VII. Metrology & Data Contracts (Links to Chs. 7/8/12)

• M5-4 (Imaging–transport composite matrix)
  Merge imaging {φ_0, n_v(r), U_p(r)} and transport {ρ_xx, ρ_xy, ν} into a measurement vector y; expand sensitivities of y = M(θ) over {κ_ij, ξ, λ_L, ΔS_v, U_T} and register condition numbers and identifiability in Chapter 8.
• M5-5 (Dataset/Pipeline cards)
  Unified fields: B, T_temp, ε, p, d, geometry, freq; units and u(x)/U per the metrology baseline; references/see must carry volume + version + anchor explicitly.
• I5-* (Implementation bindings, placeholders)
  infer_pinning_map(dataset) -> {U_p(r), F_p(r)}
  fit_flux_flow(dataset) -> {ρ_n, H_c2(ê), σ_xy^v, ν}
  estimate_Kkernels(thickness_scan) -> {K_T, K_G}
  Final prototypes and returns are fixed in Chapter 12.

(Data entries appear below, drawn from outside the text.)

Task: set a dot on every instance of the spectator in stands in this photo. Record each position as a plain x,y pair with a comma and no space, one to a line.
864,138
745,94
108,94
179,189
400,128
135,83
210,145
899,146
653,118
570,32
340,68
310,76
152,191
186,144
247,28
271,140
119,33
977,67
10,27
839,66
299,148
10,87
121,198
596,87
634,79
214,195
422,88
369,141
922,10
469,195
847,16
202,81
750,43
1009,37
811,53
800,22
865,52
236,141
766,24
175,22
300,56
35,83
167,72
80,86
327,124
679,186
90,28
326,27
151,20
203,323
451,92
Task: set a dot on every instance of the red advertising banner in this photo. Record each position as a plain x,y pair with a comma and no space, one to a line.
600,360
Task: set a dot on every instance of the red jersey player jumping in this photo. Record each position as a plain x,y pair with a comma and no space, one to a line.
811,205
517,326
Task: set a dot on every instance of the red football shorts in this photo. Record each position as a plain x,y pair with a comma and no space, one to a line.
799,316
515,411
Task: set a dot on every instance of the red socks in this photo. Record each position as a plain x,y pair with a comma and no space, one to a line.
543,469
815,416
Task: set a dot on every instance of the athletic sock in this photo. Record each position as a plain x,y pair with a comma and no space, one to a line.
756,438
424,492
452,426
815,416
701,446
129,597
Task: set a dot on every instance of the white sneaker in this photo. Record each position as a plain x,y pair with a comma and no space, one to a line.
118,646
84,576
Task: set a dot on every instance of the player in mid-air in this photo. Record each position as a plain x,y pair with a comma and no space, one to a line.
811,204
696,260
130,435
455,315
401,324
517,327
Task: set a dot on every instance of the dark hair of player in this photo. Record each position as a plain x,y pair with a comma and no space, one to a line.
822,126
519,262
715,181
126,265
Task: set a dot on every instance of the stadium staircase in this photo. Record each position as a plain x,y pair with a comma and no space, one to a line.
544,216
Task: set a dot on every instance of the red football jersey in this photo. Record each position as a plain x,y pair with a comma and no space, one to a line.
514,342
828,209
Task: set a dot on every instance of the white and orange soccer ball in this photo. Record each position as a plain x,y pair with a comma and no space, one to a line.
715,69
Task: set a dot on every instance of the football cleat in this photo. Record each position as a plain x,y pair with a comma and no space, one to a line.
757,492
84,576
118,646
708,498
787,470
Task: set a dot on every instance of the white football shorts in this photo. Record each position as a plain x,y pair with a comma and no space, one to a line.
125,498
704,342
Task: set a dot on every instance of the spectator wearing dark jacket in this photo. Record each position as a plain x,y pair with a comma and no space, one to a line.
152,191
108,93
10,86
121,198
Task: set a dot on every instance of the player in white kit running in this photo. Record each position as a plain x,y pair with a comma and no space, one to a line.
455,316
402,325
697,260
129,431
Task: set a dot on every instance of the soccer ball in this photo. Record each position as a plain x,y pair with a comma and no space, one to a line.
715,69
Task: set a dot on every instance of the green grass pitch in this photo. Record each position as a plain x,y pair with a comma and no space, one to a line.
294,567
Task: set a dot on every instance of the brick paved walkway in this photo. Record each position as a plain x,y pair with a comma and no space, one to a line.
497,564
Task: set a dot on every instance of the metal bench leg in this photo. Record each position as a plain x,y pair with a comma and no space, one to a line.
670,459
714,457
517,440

VIII. Cross-Volume References & Chapter Anchors

• Cross-volume (fixed style): EFT.WP.Core.Tension v1.0 S72-; EFT.WP.Core.Density v1.0 S92-; EFT.WP.Core.Sea v1.0 P20-/S20-; EFT.WP.Methods.Imaging v1.0 M2-; EFT.WP.Methods.Cleaning v1.0 M3-; metrology per EFT.WP.Core.Metrology v1.0 Ch.1–3,5.
• Anchors (this chapter, P/S/M/I):
  Principles: P50-1, P50-2, P50-3, P50-4, P50-5
  Statements: S50-1—S50-10
  Methods: M5-1—M5-5
  Implementations: I5-* (see Chapter 12)

IX. Summary
This chapter defines a minimal, executable framework for vortex spectra, lattice orientation, and pinning maps under tension landscapes, and connects TDGL coarse-graining and 2D KTB physics to macroscopic transport (ρ_xx, ρ_xy, ν). Together with Chapter 7’s arrival-time conventions and Chapter 8’s measurement-matrix/identifiability analysis, Chapter 10 can directly perform parameter inversion and model comparison.